Read of Ena’s play acting as ‘Christopher Robin’ and an organ grinder’s monkey in Girls’ Guildry displays. Find out about her unexpected introduction to the countryside where she couldn’t distinguish between cows and bulls and how she came to be travelling, without adult supervision, in the guard’s van of a train with two other children on an exciting adventure.


About the Author

Gina Cowan lives in Lanarkshire Scotland and has three grown-up children and four grandchildren. She was born and brought up in Glasgow and this book is about her memories of that time. She was known then as Ena and was the youngest of three children. When her own family became more independent she graduated as a mature student and taught for twenty years as a primary school teacher. On retiring she pursued her interest in local history and, in time, became President of the Monklands Heritage Society.

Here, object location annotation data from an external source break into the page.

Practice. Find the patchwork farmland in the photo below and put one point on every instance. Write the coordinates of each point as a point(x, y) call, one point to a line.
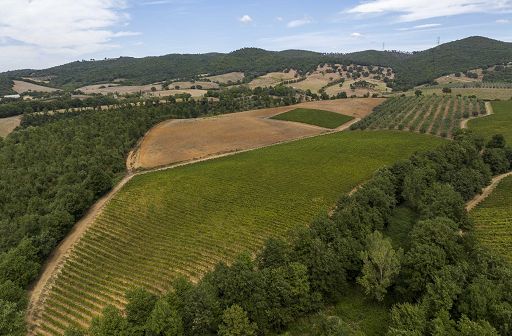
point(182, 221)
point(437, 115)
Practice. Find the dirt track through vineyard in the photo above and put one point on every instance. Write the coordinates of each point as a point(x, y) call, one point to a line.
point(486, 191)
point(55, 261)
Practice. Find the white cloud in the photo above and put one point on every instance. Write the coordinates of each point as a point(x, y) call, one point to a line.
point(299, 23)
point(427, 25)
point(49, 27)
point(420, 27)
point(245, 19)
point(413, 10)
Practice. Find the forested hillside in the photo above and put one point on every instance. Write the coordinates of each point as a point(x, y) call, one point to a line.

She helped to initiate an annual magazine for the Society. This has been in operation for fifteen years and she has been its editor for the last six years. She has had many articles published and does a monthly book review for another magazine. Last year she became a member of the Learning in Later Life student association at Strathclyde University and took classes in ‘Creative Writing’, ‘Communicating Online’ and ‘Web Design’. She was then able to design a web site for the society. She has experience of public speaking and has an interest in genealogy and tracing her family tree. She enjoys going on bus tours both in the UK and in Europe and writes up these adventures, illustrating them with photographs. She stays active by attending Keep Fit classes twice a week. She is co-author of a published book on church history and is now involved in writing a humorous book on her experiences as a teacher.